今後はメディアがどう健全化するかというよりもAIが台頭していけば、このような切り取りや捏造を行う大手のオールドメディアは淘汰されていく可能性があります。しかしAIの技術がフェイクニュースに使われてしまう側面もあるため、既存のメディアよりもAIを悪い方に活用させないことの方が大事になってくるかもしれません。そして多分、既存のメディアも規模を縮小しながら生き残っていくはずです。なぜなら今回のように切り取りだとわかっていても加担するような人々が急にこの世から消えるわけではないですし、すっかり洗脳されている人や読解力がない人もいます。
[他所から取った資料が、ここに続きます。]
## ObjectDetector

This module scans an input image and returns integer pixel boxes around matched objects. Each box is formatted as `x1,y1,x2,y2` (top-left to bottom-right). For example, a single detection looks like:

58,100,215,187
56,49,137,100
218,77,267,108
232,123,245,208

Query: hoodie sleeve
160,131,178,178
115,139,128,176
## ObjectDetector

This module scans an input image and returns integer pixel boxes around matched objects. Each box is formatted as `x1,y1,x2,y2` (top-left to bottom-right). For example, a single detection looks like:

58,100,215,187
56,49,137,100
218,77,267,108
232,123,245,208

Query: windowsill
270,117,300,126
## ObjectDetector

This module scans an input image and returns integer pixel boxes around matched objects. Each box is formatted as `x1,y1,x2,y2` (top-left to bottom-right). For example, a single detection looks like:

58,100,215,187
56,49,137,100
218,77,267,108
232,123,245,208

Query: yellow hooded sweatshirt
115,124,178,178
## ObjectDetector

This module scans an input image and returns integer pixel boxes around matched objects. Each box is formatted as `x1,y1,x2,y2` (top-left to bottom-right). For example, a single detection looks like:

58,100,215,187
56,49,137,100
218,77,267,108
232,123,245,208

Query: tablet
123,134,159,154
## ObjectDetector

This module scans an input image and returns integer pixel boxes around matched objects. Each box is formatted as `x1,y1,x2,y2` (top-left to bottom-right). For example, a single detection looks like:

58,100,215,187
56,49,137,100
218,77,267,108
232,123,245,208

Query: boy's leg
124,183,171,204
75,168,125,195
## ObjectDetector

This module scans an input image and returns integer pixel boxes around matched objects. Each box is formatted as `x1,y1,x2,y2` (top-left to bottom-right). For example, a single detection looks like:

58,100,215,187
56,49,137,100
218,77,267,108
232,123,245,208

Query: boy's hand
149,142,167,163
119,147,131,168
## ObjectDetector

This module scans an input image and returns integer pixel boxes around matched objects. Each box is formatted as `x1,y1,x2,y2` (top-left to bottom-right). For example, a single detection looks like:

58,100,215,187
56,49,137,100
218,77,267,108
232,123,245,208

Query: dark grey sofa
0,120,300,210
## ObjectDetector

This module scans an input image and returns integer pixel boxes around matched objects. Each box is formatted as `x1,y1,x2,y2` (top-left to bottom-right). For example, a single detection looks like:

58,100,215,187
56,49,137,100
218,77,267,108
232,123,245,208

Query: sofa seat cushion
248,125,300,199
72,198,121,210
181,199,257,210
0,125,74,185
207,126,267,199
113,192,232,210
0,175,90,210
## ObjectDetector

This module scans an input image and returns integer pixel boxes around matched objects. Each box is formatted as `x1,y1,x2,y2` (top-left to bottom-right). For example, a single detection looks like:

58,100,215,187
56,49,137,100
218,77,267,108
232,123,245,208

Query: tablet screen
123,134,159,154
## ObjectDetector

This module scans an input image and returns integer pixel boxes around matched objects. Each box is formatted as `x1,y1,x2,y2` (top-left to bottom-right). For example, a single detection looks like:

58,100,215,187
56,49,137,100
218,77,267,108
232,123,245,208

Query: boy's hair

嘘だとわかっていても下世話なゴシップ記事を好む傾向の人もいるでしょう。だから全く既存のメディアがAIに取って代わることはないような気がします。

本来メディアによる情報は人々の暮らしに恵みを与えたり、危機を回避したり、事前に備えたりするために役立つはずのものです。しかし、昔から切り取りや捏造が絶えず、今になっても同様のことを平気でしてきます。こうしたことも何十年か経てば世代交代してなくなってくると信じたいですが、少なくともしばらくは続いていくことを覚悟しなくてはなりません。

最後にどうすれば、メディアに騙されずに済むのか。意外なところに真実が隠れているのではないか、ということを考えてみたいと思います。メディアの人たちは結構勉強してその仕事に就いているはずです。なぜ平気で嘘が付けるようになってしまったのかというと、むしろ横道に逸れたような趣味の分野などを勉強してこなかった人が多いんじゃないかという気がします。お笑いというと幅が広すぎるのでどれをお勧めするか難しいですが、古典落語などに親しんでいれば、現代社会が何か無理していることや虚像などが見えてくるのではないでしょうか。立川談志さんが言っていましたが落語というのは人間の業の肯定だからです。

最後まで読んで頂きありがとうございます。